Mr. Pat Larkin:

There are models emerging. I regard the UK as a model. It has had a number of goes at it, the most recent of which has been pretty good in respect of the role of the UK National Cyber Security Centre and the level of leadership it has provided. That is not a bad model. Again, it is a matter of continuous improvement and evolution because circumstances change. What does perfect look like? What does the desired state look like? The desired state looks like one in which everybody takes cybersecurity seriously and responsibly. Most commercial institutions, regardless of whether they are quasi-semi-State, take cybersecurity seriously. Why? It is because it is about protecting shareholder investment and revenue. If Ireland Inc. treated it the same way, it would be about protecting our tax flows, health service, foreign direct investment and national output, meaning everybody would take it appropriately seriously.

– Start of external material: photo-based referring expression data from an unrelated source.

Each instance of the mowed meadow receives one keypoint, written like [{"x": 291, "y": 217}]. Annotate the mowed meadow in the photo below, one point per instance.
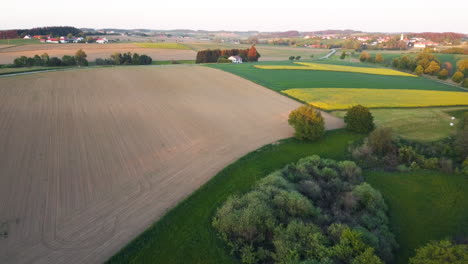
[{"x": 334, "y": 85}]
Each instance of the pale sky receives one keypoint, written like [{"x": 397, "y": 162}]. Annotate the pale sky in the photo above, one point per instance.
[{"x": 302, "y": 15}]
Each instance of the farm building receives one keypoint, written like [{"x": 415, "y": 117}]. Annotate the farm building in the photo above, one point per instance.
[{"x": 235, "y": 59}]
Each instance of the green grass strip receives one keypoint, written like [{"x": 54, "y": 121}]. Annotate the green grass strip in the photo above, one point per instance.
[{"x": 185, "y": 234}]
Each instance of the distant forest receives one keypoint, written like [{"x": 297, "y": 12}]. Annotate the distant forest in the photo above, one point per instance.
[{"x": 54, "y": 31}]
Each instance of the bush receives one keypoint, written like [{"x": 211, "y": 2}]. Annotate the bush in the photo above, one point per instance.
[
  {"x": 224, "y": 60},
  {"x": 465, "y": 83},
  {"x": 457, "y": 77},
  {"x": 314, "y": 211},
  {"x": 381, "y": 141},
  {"x": 308, "y": 123},
  {"x": 443, "y": 74},
  {"x": 437, "y": 252},
  {"x": 359, "y": 119}
]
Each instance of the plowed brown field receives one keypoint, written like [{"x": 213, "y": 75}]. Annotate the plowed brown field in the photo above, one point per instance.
[
  {"x": 7, "y": 55},
  {"x": 90, "y": 158}
]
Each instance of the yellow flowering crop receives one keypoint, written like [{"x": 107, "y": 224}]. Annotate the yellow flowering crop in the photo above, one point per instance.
[
  {"x": 341, "y": 68},
  {"x": 161, "y": 45},
  {"x": 343, "y": 98}
]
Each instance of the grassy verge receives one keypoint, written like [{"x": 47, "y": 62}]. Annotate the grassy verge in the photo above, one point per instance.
[
  {"x": 185, "y": 234},
  {"x": 421, "y": 124},
  {"x": 173, "y": 62},
  {"x": 424, "y": 206}
]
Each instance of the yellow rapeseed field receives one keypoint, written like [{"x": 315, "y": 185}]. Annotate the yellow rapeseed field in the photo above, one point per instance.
[
  {"x": 161, "y": 45},
  {"x": 343, "y": 98},
  {"x": 341, "y": 68}
]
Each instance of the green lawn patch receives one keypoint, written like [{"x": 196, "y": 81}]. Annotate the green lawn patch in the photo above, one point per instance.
[
  {"x": 185, "y": 233},
  {"x": 420, "y": 124},
  {"x": 279, "y": 80},
  {"x": 424, "y": 206}
]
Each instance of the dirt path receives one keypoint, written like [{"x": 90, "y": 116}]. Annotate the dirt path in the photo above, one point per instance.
[{"x": 90, "y": 158}]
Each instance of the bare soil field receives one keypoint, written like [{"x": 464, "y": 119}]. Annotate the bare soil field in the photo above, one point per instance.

We have seen the escalating threat. I use the term "lucky" advisedly, but we have been lucky that the HSE was able to recover as quickly as it could. I am sure there has been worse patient mortality as a result of it, as well as significant costs, and it is not finished yet. The model should be that everyone is educated and takes cybersecurity seriously, with co-ordination and leadership at the top. It will be impossible if it is left to a single body to drive, execute and implement all of this. Leadership is needed, with a clear statement that it is a national and economic security priority. It should be addressed with all involved agencies. We have a problem, which is that this is very much an infinite defence mindset, which we are not resourced for. Regarding Dr. Scott's earlier point, infinite defence is fine if one is confident about the ability to tire the enemy exhaustively or is in a position to launch a counterattack. There need to be consequences for cartels or nation states that launch or facilitate cyberattacks, otherwise we will be in an infinite defence model and a cyber arms race.